In regards to Gansler, Ivey remembers that they met 21 years ago when both her husband and Gansler were assistant U.S. attorneys in the District. When Gansler became state’s attorney for Montgomery County, Ivey’s husband also became state’s attorney in Prince George’s County. They both began working together and their families began to spend time together. When Ivey was elected to the Maryland House of Delegates, she said as she laughed, “I remember him stopping in my office when I was first elected, just paying his social calls to everyone. He kind of came in, sat on my desk and chatted me up,” she said. “You know it’s kind of funny, but he’s kind of casual, a real relaxed person. He has a lot of energy. I can never complain about being tired, because Doug’s already up before I wake up and he’s not in bed until long after I’ve gone to bed. And I work hard, so I figure if someone can outwork me, they’re doing something,” she chuckled.
Then came the running mate “proposal” as it were. Ivey said Gansler didn’t pick her initially. He had talks with her but “would end the conversation with ‘you know I can’t pick you. I’m going to pick someone from Baltimore. But if you were from Baltimore, I would definitely pick you.’” Then during one of their routine coffee meetings, Gansler casually asked her to join him and run, and the rest has become the story of their partnership and campaign.

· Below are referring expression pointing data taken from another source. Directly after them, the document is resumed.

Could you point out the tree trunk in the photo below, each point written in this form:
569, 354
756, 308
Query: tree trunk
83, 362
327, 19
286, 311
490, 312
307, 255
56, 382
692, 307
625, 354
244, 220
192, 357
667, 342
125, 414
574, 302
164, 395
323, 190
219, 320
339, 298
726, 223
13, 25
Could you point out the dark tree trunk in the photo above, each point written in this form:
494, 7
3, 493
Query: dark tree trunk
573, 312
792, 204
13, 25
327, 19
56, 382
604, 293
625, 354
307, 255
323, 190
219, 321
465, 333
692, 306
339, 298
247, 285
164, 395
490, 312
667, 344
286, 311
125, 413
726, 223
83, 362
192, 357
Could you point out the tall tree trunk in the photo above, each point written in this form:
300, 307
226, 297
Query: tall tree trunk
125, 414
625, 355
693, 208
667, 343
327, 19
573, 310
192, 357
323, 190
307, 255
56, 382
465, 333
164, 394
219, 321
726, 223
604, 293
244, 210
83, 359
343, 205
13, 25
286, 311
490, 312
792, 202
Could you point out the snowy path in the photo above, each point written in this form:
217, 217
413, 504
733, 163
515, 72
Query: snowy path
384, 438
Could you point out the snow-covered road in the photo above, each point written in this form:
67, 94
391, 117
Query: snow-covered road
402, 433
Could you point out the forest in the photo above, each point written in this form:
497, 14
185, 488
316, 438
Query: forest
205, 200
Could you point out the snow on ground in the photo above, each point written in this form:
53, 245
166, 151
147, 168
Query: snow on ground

Ivey’s affinity for Gansler rests squarely on the fact that he’s a man who seems to be very comfortable in his own skin. She said resolutely, “What I like about him is that he’s open-minded, he’s hard-working, and he’s real.” Ivey went on to say, “He’s very honest, straight forward, and he doesn’t mind ruffling a few feathers if it’s going to accomplish his goals. She also feels that both of them “are…very committed to looking out for people.” Together, Gansler and Ivey hope to close the educational achievement gap in Maryland. Ivey recognizes that Maryland’s education system is among the top in the nation, but feels that “things aren’t perfect. We have kids that aren’t getting a good education. It really seems to breakdown according to zip codes, and if you live in a zip code with lots of wealthy people, you’re going to a good school, but if you live in other areas, not so much,” she said.
This term will mark the end of Ivey’s stay in the House of Delegates, at least for the time being. As some may know–and as Ivey explained–it is not possible for a candidate to run for multiple offices, so win or lose in the race for lieutenant governor, she will be leaving the House of Delegates. When asked if was able to accomplish everything she hoped to in the House, Ivey admitted, “You’re never finished. There’s always more work to do…[I] obviously…have had a great career here.”
Ivey credits her husband and their children as her main sources of support. “They’re able to give me a lot of support, and they send encouraging texts and check in on me,” she said with great pride. In addition to her family, she is also grateful for the constant support of Gansler and their staff, as well as fellow delegate, Victor Ramirez. Ivey will continue to work hard, campaign hard, and be the mother her family has grown to depend on as the rock and strong matriarch she has always been. Then the voters will decide her political fate. Primary elections are set for June 24, 2014.